The present times have put an unknown financial outcome squeeze on a small part of British industry and I hope WC can weather the storm. This recall has actually worked well for me personally, my 2 sets of classics was due for renewal after this winter
years old, many of which took a fall> so I’ll take my 2 new sets with glee. Would this stop me be buying WC ever again? Would it f**k! This only serves to reinforce the brand and the aftercare and I only hope others can see this for what it is – fantastic aftercare the likes of what you could only wish for with other brands. The price you pay for gear is unbelievably small compared to other weekend hobbies, I’m an angler too and it isn’t at all uncommon to break a pole or rod section, £70 gone in an instant on a new section without a thought. A set of wires costs not much more than that and they last for years with proper application. That’s the thing, climbing gear is expendable. It has a life and a sacrificial life too, I’m quite happy to leave slings and crabs all over the mountains as I retreat in safety, wise up guys, its only gear. If you are stepping onto a route, no matter if it is an E3 or a VDiff, don’t expect your gear to save your life. Ultimately it is YOU that has that choice, get on the dance floor knowing the risks or stay at the bar watching everyone else…. The gear is there to give you a chance that’s all and there are no guarantees, there are just so many variables.

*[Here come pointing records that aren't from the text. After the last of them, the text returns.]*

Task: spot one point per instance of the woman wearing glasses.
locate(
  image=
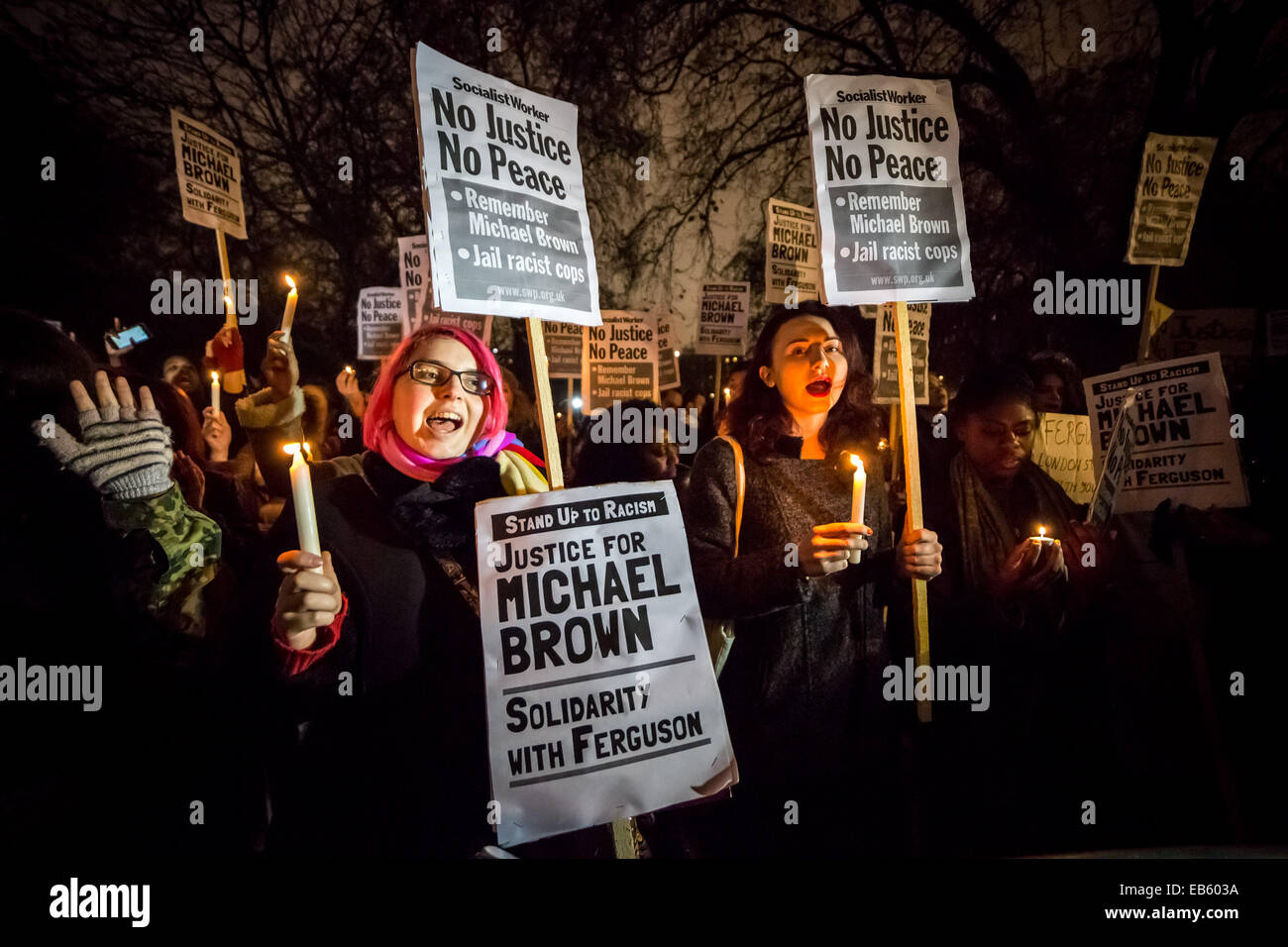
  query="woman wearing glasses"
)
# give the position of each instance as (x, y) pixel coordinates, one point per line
(380, 646)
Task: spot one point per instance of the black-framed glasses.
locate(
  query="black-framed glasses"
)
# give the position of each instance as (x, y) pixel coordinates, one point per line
(434, 373)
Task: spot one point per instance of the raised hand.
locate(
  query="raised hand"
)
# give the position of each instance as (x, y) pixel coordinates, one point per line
(125, 450)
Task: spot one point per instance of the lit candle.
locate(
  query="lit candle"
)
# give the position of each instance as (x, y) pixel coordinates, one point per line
(291, 299)
(301, 492)
(857, 497)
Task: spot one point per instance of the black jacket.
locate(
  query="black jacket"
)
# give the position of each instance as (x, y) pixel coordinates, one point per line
(400, 766)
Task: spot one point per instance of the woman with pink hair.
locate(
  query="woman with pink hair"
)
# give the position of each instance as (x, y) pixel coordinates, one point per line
(378, 638)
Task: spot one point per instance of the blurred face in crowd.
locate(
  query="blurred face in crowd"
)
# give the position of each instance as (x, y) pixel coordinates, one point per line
(999, 440)
(1048, 394)
(735, 382)
(181, 373)
(809, 368)
(441, 420)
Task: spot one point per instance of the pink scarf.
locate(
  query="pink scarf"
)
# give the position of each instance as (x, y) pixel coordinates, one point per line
(421, 468)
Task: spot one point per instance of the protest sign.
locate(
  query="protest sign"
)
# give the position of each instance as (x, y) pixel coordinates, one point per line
(413, 275)
(1122, 438)
(1061, 447)
(506, 214)
(478, 325)
(1167, 197)
(209, 176)
(722, 318)
(600, 696)
(1183, 449)
(618, 360)
(1193, 331)
(885, 357)
(381, 321)
(791, 252)
(563, 348)
(888, 189)
(668, 363)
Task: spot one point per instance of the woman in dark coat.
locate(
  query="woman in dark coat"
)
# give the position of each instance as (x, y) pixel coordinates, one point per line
(381, 648)
(1009, 775)
(802, 685)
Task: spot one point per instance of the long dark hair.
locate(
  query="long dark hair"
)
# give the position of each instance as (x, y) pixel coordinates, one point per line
(758, 416)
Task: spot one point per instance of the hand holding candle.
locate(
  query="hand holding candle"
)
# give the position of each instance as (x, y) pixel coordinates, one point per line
(288, 316)
(857, 500)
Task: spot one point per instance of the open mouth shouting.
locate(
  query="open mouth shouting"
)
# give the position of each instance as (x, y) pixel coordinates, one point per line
(445, 421)
(819, 388)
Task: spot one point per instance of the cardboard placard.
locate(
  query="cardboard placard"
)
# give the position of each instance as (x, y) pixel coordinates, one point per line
(601, 701)
(888, 189)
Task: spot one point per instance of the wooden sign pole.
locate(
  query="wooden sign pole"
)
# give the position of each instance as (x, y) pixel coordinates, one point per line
(1142, 350)
(912, 486)
(623, 828)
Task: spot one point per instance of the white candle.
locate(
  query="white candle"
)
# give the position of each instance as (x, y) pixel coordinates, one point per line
(288, 316)
(301, 492)
(857, 497)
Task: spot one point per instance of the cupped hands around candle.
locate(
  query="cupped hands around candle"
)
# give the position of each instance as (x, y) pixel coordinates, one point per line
(305, 599)
(825, 548)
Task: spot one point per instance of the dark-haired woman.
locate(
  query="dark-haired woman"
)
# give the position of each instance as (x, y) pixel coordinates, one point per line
(802, 685)
(1004, 605)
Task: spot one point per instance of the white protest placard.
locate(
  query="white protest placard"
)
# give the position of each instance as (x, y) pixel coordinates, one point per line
(668, 363)
(563, 348)
(885, 356)
(209, 176)
(791, 252)
(507, 227)
(478, 325)
(888, 189)
(618, 360)
(722, 318)
(413, 275)
(1061, 447)
(381, 321)
(1183, 446)
(1122, 440)
(600, 697)
(1172, 171)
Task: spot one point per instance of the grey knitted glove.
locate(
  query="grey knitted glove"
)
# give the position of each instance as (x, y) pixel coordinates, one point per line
(125, 455)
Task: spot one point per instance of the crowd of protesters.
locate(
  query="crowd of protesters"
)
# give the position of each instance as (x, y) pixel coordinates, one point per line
(154, 535)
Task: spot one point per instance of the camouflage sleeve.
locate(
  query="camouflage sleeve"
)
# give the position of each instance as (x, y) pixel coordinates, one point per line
(189, 544)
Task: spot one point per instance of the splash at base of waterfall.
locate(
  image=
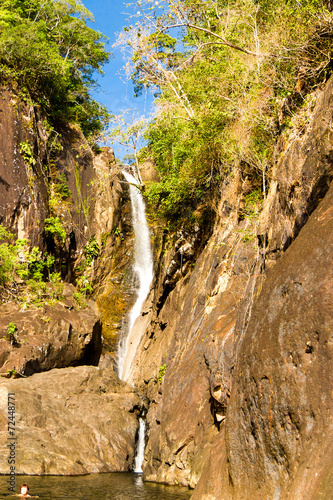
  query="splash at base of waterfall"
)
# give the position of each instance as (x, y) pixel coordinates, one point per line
(143, 269)
(140, 446)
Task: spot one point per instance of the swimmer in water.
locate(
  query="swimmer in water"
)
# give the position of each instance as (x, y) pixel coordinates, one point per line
(25, 492)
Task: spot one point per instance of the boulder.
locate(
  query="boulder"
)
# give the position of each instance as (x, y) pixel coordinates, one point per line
(69, 421)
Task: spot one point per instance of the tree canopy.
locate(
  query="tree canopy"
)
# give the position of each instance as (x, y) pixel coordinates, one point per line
(47, 46)
(221, 70)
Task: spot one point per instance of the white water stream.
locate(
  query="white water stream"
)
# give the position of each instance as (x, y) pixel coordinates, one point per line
(140, 445)
(143, 269)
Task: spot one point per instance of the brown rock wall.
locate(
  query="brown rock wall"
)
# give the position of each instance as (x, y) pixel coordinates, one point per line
(279, 416)
(70, 421)
(208, 327)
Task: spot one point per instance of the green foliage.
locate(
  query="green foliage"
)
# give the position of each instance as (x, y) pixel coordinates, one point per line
(49, 49)
(91, 250)
(11, 329)
(54, 228)
(253, 205)
(161, 372)
(26, 268)
(80, 299)
(221, 71)
(27, 153)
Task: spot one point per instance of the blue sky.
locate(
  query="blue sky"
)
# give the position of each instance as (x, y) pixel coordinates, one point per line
(110, 17)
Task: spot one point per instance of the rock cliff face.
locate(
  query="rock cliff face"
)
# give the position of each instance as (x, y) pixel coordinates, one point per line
(234, 346)
(71, 421)
(233, 363)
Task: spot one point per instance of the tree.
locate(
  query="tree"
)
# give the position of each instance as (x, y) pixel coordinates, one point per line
(127, 130)
(48, 48)
(220, 69)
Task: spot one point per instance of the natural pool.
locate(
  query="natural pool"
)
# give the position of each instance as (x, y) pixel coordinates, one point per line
(115, 486)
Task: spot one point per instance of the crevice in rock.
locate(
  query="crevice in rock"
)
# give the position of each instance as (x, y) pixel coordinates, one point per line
(93, 350)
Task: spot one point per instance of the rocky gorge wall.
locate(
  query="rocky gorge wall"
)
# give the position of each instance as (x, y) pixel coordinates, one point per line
(56, 342)
(235, 347)
(235, 334)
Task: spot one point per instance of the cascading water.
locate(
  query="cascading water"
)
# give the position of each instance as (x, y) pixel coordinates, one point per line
(140, 445)
(143, 269)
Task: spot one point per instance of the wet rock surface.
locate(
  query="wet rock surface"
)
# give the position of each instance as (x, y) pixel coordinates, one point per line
(70, 421)
(226, 434)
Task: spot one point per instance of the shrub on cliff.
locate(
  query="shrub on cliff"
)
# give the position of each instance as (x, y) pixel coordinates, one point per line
(47, 47)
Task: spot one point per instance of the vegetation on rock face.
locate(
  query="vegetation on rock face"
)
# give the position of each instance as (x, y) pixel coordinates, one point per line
(47, 47)
(26, 274)
(222, 72)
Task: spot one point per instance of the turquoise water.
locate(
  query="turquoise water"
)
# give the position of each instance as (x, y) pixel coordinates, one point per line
(115, 486)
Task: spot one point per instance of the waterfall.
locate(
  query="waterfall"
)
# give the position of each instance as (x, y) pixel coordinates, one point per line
(140, 445)
(143, 269)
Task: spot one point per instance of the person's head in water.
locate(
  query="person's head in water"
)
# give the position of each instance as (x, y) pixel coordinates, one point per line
(24, 489)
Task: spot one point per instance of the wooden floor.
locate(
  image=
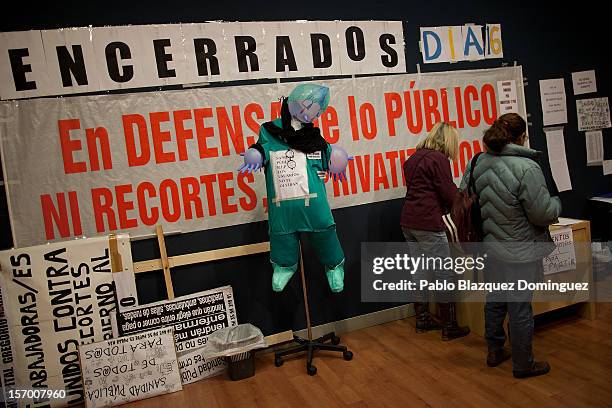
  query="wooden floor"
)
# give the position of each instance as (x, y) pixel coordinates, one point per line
(395, 367)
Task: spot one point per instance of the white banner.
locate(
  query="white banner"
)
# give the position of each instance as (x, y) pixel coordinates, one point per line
(90, 165)
(56, 297)
(66, 61)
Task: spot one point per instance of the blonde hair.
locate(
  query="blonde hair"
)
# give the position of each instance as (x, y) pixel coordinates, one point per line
(444, 138)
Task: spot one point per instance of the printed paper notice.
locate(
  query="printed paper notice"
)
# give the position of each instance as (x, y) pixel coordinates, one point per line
(593, 114)
(554, 106)
(584, 82)
(594, 144)
(557, 159)
(563, 258)
(506, 94)
(290, 174)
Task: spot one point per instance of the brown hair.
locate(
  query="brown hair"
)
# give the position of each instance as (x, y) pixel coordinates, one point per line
(508, 128)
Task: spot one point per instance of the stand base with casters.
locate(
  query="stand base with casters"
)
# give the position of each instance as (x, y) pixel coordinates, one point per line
(328, 342)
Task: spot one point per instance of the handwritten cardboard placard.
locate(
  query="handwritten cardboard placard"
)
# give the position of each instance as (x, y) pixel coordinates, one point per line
(563, 258)
(130, 368)
(593, 114)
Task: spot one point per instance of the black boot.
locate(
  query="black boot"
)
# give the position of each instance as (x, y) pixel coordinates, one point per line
(424, 320)
(538, 368)
(450, 328)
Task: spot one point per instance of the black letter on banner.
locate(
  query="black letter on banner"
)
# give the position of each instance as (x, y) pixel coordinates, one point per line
(390, 60)
(206, 49)
(112, 62)
(162, 58)
(318, 41)
(283, 47)
(356, 51)
(19, 69)
(69, 65)
(245, 48)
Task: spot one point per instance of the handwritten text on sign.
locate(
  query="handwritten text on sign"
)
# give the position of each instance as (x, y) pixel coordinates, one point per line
(56, 298)
(563, 258)
(130, 368)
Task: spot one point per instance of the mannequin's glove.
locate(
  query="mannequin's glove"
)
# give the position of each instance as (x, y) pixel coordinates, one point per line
(253, 160)
(337, 163)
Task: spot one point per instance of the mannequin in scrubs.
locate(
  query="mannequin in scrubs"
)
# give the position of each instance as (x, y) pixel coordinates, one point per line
(296, 159)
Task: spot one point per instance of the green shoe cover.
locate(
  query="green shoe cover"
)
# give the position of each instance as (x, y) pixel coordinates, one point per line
(281, 276)
(335, 277)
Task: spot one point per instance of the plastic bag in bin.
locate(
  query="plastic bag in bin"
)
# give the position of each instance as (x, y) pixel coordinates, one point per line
(234, 340)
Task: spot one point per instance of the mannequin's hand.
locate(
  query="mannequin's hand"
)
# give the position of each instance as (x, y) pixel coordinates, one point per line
(253, 161)
(337, 163)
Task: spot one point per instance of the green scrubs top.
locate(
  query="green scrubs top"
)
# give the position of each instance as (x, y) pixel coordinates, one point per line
(309, 213)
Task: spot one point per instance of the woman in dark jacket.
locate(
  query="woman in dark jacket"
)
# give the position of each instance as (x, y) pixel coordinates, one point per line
(430, 193)
(516, 209)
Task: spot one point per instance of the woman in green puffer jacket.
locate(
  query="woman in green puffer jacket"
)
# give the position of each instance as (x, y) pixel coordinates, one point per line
(516, 209)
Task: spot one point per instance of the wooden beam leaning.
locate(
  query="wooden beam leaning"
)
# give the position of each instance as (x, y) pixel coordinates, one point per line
(165, 264)
(200, 257)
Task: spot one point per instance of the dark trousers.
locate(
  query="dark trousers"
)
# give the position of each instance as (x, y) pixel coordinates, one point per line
(517, 306)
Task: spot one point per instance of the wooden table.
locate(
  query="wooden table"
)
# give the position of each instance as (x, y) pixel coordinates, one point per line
(471, 314)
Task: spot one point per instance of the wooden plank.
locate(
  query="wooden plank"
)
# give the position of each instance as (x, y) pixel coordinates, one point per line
(200, 257)
(116, 261)
(164, 261)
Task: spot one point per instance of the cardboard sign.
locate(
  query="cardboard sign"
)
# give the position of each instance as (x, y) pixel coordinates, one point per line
(56, 298)
(563, 258)
(461, 43)
(130, 368)
(193, 318)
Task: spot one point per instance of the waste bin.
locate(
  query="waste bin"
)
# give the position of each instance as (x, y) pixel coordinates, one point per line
(236, 345)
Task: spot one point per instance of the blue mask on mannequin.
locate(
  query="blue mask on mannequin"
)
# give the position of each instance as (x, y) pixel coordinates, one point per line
(308, 101)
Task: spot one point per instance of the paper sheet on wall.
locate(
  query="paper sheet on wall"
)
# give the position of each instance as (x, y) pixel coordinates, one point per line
(593, 114)
(584, 82)
(508, 100)
(556, 156)
(563, 258)
(554, 106)
(594, 145)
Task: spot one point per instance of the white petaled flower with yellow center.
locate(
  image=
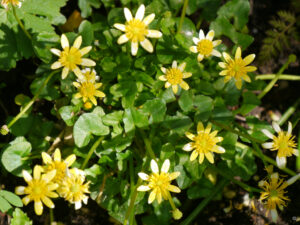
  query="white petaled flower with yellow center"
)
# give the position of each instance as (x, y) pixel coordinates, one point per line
(283, 143)
(87, 87)
(71, 58)
(61, 166)
(136, 30)
(40, 189)
(237, 68)
(174, 76)
(73, 188)
(6, 3)
(204, 143)
(159, 182)
(204, 45)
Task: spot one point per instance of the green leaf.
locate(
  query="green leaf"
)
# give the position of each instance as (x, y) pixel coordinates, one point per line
(156, 108)
(86, 125)
(11, 198)
(13, 156)
(20, 218)
(4, 205)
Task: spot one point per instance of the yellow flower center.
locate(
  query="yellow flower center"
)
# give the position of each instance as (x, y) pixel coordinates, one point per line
(205, 47)
(87, 89)
(174, 76)
(70, 58)
(136, 30)
(236, 68)
(36, 189)
(159, 181)
(204, 143)
(284, 143)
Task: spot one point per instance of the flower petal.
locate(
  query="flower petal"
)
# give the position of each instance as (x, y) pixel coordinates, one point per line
(166, 166)
(154, 166)
(77, 42)
(143, 188)
(193, 49)
(147, 45)
(122, 39)
(120, 26)
(64, 41)
(143, 176)
(148, 19)
(127, 14)
(140, 12)
(188, 147)
(210, 35)
(154, 34)
(56, 65)
(134, 48)
(38, 207)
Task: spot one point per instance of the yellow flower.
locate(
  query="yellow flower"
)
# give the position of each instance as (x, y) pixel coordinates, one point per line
(273, 194)
(204, 45)
(40, 189)
(237, 68)
(70, 58)
(73, 188)
(174, 76)
(136, 30)
(284, 143)
(204, 143)
(159, 182)
(57, 164)
(5, 3)
(87, 88)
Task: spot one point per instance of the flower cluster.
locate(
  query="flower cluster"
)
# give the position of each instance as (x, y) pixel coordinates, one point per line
(53, 179)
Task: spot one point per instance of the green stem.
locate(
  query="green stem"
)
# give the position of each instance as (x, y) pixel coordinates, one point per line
(280, 77)
(185, 4)
(289, 112)
(24, 110)
(268, 159)
(20, 22)
(240, 183)
(274, 80)
(245, 135)
(91, 151)
(204, 202)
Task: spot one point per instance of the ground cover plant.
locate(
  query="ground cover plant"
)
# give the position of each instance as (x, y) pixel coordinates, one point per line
(145, 112)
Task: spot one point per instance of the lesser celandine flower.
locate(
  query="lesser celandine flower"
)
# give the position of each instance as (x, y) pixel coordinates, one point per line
(71, 58)
(73, 188)
(204, 45)
(204, 143)
(5, 3)
(61, 166)
(159, 182)
(136, 30)
(174, 76)
(283, 143)
(87, 87)
(237, 68)
(40, 189)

A couple of examples to put this context. Recently I have been involved with a Nissan Pirmera action group to get Nissan to at least acknowledge they made a boo-boo. Basically there is an electronic fault on the Primera that renders the car almost undriveable, Glue was applied by a circuit board subcontractor to a circuit board to stop a couple of coils from buzzing. Over time the glue has deteriorated to an extent where it has lost its elasticity so when the ambient temperature falls to a certain level, the glue shrinks and pulls a transistor off the board. This renders the driver display inoperable – no audio control, no heater control, no rear demister etc. The car is drivable but in winter with fogged up glass it is dangerous. Nissan have answered - basically it is out of warranty so not our problem. (how could Nissan know his would happen?) That has nothing to do with climbing so I’ll expand further.
A few years back I devised a ‘repair’ to fix the awful design of the release wires on Omega Pacific link cams. The cams may well be the butt of ridicule on the forums however, these clever cams worked well once the mechanics and- application was fully understood. Now don’t get me wrong, I am not advocating swapping your ten cams for 3 link cams but they had their place. I’ve a guide friend who loved them, he did the same routes week in week out and carrying 2 linkers (rather than a set of conventional cams) proved to be very worthwhile in terms of speed, weight and simplicity. Omegas customer service was terrible, despite the MD of Omega posting on UKC how committed they were to sorting the release wires they simply would not even answer any of my many emails. Such a shame, great idea, great design (application limitations accepted) but basically Omega have flicked the bird at us ‘Out of warranty, not our problem’
Talking of cam release wires, in my honest option WC came up with the only user friendly repair kit with their flexi friend repair kit thanks to some very clever design on the trigger bar and a reslinging service to boot…..
Problem with Wild country? I certainly don’t think so!
I apologise in advance for waffling, I’m not a Wild County tart although I do have a certain affinity with WC, I’ve been buying gear for 30 years. Clog, HB, Kong, Faders, name them all. WC was always the quality brand for me. I was a mere underling when cams came out and we were talking a weeks wage to buy one! If you at are at all worried go buy a set of walnuts or whatever. DMM will give you the same customer service as WC have here. Nobody is immune to failure WC, DMM or anyone else. Lets not play this off as DMM vs WC, DMM had problems too (remember the dragon recall?) Let’s see this for what is truly is – British manufacturing, when we get it right it is a world beater, design, application and aftercare. Simple.